Anhaltende starke Regenfälle und schwere Überschwemmungen haben mehrere Länder in der Sahelzone heimgesucht, Millionen von Menschen in Mitleidenschaft gezogen und Hunderttausende vertrieben, zuletzt im Nordosten Nigerias. Die extremen Wetterbedingungen haben auch die bestehenden humanitären Krisen im Tschad, in Kamerun, Mali und Niger verschärft. Hilfsorganisationen fordern dringend mehr internationale Unterstützung, um die am stärksten gefährdeten Menschen zu erreichen.
Der Norwegian Refugee Council (NRC) warnt, dass die Gemeinden entlang des Tschadseebeckens, die aufgrund der unsicheren Lage bereits mit Konflikten und Vertreibungen konfrontiert sind, nun zusätzlich von klimabedingten Katastrophen bedroht sind. Das Tschadseebecken ist ein Gebiet, das Teile von Kamerun, Tschad, Niger und Nigeria umfasst.
„Die Lage in der Sahelzone und der Tschadseeregion wird immer schlimmer, da die sich verstärkenden Auswirkungen von Konflikten, Vertreibungen und Klimawandel die gefährdeten Bevölkerungsgruppen schwer belasten“, sagte Hassane Hamadou, NRC-Regionaldirektor für Zentral- und Westafrika, in einer Erklärung am Montag.
„Unsere unmittelbare Priorität ist es, sicherzustellen, dass die betroffenen Menschen in der gesamten Region grundlegende Unterstützung wie Unterkünfte, Lebensmittel und Hygieneartikel erhalten. Längerfristige Lösungen, einschließlich der Verbesserung bestehender Infrastrukturen, müssen mit den lokalen Regierungen koordiniert werden, um die Widerstandsfähigkeit gegen künftige Katastrophen zu stärken“, sagte Hamadou.
Hilfsorganisationen in der gesamten Region arbeiten rund um die Uhr daran, trotz zunehmend knapper Ressourcen vorübergehende Hilfe zu leisten, und benötigen dringend mehr finanzielle Mittel. Mit Stand vom 30. Juli waren die bestehenden humanitären Hilfspläne für die Länder in der Sahelzone jedoch nur zu 25 Prozent finanziert.

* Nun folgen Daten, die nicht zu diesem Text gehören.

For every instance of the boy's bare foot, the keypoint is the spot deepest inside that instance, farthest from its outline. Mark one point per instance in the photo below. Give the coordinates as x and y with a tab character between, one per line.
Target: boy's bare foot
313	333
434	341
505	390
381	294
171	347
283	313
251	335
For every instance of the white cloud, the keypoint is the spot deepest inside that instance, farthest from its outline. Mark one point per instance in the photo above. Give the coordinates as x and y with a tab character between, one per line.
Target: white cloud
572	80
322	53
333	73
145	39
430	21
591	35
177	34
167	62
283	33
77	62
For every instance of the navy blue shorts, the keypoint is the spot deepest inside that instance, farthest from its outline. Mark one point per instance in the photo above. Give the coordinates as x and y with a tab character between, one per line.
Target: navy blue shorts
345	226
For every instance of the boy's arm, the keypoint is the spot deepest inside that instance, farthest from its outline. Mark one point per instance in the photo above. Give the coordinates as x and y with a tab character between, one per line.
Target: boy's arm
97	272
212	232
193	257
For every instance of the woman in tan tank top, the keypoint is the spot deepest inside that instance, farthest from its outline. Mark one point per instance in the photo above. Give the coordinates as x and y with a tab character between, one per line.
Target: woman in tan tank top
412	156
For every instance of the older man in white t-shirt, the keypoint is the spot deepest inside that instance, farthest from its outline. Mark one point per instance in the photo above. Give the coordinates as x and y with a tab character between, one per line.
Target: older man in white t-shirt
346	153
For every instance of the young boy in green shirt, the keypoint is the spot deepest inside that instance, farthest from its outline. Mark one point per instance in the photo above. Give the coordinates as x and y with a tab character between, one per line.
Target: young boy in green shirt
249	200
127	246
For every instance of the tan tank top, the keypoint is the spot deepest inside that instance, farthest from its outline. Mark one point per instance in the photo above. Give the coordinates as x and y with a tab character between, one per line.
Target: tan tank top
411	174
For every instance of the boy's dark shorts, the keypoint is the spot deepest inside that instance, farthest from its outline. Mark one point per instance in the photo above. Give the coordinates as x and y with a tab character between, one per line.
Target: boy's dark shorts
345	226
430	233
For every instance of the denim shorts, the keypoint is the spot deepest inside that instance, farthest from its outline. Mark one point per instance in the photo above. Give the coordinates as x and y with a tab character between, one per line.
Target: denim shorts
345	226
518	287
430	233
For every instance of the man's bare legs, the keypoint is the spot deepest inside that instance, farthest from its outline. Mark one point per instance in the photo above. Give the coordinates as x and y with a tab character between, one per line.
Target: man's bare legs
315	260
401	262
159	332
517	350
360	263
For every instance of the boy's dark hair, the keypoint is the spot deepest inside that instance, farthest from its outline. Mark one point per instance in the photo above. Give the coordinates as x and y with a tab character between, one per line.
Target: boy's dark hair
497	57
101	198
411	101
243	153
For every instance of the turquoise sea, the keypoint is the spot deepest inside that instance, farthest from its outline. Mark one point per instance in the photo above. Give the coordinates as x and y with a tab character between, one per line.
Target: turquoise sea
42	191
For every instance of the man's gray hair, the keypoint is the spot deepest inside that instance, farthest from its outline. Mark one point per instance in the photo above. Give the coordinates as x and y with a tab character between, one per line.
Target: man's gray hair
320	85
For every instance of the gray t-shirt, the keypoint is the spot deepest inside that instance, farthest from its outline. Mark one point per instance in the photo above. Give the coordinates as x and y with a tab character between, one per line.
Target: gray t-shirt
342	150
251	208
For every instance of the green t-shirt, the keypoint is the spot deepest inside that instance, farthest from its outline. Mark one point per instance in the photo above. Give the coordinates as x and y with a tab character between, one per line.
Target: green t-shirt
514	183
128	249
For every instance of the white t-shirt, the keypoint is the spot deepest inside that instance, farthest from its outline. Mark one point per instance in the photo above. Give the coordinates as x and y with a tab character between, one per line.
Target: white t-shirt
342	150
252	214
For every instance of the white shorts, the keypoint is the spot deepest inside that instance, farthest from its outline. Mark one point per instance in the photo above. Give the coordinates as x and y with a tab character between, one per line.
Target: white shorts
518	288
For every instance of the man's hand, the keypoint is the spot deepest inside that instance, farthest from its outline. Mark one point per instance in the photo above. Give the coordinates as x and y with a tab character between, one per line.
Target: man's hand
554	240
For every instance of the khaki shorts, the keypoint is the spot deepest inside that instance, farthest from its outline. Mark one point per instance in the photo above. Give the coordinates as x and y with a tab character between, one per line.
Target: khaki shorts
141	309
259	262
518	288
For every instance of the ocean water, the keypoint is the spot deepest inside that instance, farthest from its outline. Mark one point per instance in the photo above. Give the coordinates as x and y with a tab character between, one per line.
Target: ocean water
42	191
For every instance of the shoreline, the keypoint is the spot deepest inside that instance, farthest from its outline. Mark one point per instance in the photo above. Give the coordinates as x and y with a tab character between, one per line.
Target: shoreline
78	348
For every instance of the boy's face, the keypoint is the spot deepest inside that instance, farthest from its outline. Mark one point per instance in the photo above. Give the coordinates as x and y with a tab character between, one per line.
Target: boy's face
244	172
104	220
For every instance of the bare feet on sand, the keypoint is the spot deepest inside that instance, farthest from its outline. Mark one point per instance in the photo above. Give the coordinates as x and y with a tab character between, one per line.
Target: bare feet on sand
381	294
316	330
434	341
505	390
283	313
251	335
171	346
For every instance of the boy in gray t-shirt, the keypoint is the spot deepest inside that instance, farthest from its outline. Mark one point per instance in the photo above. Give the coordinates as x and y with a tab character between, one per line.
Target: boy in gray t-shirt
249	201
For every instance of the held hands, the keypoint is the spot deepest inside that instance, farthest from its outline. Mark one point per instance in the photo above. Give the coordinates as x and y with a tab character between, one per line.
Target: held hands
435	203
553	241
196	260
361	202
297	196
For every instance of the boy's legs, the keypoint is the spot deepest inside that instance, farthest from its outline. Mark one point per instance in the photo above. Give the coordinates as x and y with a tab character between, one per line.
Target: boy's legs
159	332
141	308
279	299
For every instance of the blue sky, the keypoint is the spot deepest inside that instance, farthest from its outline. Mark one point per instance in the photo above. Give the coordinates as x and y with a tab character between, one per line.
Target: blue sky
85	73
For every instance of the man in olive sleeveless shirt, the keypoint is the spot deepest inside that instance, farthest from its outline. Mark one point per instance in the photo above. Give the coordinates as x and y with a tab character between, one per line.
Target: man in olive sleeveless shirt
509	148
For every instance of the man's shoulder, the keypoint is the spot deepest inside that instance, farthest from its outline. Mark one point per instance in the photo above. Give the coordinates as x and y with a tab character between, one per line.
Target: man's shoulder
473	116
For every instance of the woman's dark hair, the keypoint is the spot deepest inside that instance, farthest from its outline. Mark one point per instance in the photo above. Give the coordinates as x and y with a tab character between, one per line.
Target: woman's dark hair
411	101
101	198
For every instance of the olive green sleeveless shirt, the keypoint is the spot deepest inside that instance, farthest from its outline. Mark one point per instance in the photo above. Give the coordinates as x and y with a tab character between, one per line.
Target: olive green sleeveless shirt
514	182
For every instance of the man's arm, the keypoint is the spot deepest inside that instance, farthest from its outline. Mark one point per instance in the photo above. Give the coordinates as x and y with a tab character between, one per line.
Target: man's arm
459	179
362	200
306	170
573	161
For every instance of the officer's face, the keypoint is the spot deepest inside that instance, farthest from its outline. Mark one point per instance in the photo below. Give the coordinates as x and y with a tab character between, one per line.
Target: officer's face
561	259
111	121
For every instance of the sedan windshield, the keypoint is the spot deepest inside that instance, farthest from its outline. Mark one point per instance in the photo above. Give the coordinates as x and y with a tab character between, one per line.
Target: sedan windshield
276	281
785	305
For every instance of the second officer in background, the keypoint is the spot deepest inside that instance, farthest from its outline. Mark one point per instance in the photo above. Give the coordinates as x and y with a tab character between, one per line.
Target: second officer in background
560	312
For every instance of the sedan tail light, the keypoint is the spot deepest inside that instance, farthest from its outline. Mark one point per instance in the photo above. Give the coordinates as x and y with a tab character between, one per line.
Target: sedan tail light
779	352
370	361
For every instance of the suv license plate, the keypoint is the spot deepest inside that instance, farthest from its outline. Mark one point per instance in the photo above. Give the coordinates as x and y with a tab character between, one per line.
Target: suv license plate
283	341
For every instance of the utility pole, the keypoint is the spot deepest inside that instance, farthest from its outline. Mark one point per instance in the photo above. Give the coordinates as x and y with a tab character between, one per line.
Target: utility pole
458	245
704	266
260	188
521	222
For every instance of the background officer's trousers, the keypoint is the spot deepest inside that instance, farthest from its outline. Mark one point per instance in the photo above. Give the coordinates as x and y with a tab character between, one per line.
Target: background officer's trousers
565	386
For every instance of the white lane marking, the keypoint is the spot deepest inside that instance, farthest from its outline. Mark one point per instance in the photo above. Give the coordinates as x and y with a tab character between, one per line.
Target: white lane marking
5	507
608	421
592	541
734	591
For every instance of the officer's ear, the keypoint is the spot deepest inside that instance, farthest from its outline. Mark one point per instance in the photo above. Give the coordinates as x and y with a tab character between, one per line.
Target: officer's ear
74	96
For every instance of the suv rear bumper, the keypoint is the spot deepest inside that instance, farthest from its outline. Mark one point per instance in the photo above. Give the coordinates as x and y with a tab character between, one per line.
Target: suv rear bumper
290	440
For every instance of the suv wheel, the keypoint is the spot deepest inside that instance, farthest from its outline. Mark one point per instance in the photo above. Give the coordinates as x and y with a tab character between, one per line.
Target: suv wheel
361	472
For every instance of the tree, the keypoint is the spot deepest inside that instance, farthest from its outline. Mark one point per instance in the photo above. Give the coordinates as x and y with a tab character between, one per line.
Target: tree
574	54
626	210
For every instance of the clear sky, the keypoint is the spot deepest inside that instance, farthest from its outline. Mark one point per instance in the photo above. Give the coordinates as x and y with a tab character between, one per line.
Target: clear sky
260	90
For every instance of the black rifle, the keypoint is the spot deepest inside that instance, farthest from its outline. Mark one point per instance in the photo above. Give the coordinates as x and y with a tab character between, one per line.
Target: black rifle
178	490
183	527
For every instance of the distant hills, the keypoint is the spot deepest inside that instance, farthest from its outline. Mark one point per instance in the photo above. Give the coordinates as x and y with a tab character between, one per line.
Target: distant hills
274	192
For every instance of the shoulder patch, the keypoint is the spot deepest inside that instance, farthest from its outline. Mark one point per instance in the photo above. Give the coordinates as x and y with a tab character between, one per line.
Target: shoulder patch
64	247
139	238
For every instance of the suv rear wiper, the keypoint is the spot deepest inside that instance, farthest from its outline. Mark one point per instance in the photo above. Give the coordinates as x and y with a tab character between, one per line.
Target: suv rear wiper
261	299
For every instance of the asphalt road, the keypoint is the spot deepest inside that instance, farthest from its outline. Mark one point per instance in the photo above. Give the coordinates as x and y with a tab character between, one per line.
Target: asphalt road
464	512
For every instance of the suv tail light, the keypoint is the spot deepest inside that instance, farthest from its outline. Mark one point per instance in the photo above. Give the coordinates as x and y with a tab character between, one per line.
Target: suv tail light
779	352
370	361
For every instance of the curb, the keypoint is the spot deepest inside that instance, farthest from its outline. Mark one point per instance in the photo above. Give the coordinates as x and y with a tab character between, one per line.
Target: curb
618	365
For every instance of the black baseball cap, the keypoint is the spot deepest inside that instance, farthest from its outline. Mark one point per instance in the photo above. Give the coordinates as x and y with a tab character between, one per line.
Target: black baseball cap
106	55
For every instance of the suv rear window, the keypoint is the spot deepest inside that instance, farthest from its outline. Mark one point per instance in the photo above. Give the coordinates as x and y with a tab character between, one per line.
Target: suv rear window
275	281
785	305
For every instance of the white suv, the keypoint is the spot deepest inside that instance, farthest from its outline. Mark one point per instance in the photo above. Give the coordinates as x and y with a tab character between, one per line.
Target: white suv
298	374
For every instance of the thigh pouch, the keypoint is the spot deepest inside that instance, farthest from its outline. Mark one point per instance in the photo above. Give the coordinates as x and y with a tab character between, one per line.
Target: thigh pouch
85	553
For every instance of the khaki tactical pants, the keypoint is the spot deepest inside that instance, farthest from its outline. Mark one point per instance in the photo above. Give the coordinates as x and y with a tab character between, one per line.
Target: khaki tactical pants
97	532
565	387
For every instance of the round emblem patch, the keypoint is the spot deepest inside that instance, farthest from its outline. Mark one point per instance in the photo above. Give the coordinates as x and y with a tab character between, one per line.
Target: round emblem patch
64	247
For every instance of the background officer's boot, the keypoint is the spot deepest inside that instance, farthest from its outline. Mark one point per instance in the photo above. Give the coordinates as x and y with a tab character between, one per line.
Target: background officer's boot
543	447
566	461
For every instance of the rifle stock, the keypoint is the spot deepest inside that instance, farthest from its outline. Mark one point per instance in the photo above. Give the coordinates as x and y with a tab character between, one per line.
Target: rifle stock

Nach Angaben der Vereinten Nationen sind mehr Ressourcen und Finanzmittel nicht nur in der lebensrettenden Nothilfephase von entscheidender Bedeutung, sondern auch in der Erholungsphase, wenn Menschen, die alles verloren haben, nachhaltige Unterstützung benötigen, um wieder auf die Beine zu kommen.
In den letzten Wochen wurden die Länder in der Sahelzone von sintflutartigen Regenfällen, Sturzfluten, Flussüberschwemmungen und anderen großflächigen Überflutungen heimgesucht, die weite Landstriche unter Wasser gesetzt, Verwüstungen angerichtet, Millionen von Menschen in Mitleidenschaft gezogen, Hunderttausende vertrieben und Hunderte von Menschenleben gefordert haben.
In der gesamten Region wurde Ackerland, das für die lokale Wirtschaft und die Ernährungssicherheit von entscheidender Bedeutung ist, durch die Fluten zerstört, wodurch die Existenzgrundlagen bedroht und die Ernährungsunsicherheit verschärft wurde. Die Überschwemmungen haben auch den Zugang zu Bildung unterbrochen, da Schulen zerstört wurden, schließen mussten oder als Unterkünfte für die betroffenen Menschen genutzt wurden.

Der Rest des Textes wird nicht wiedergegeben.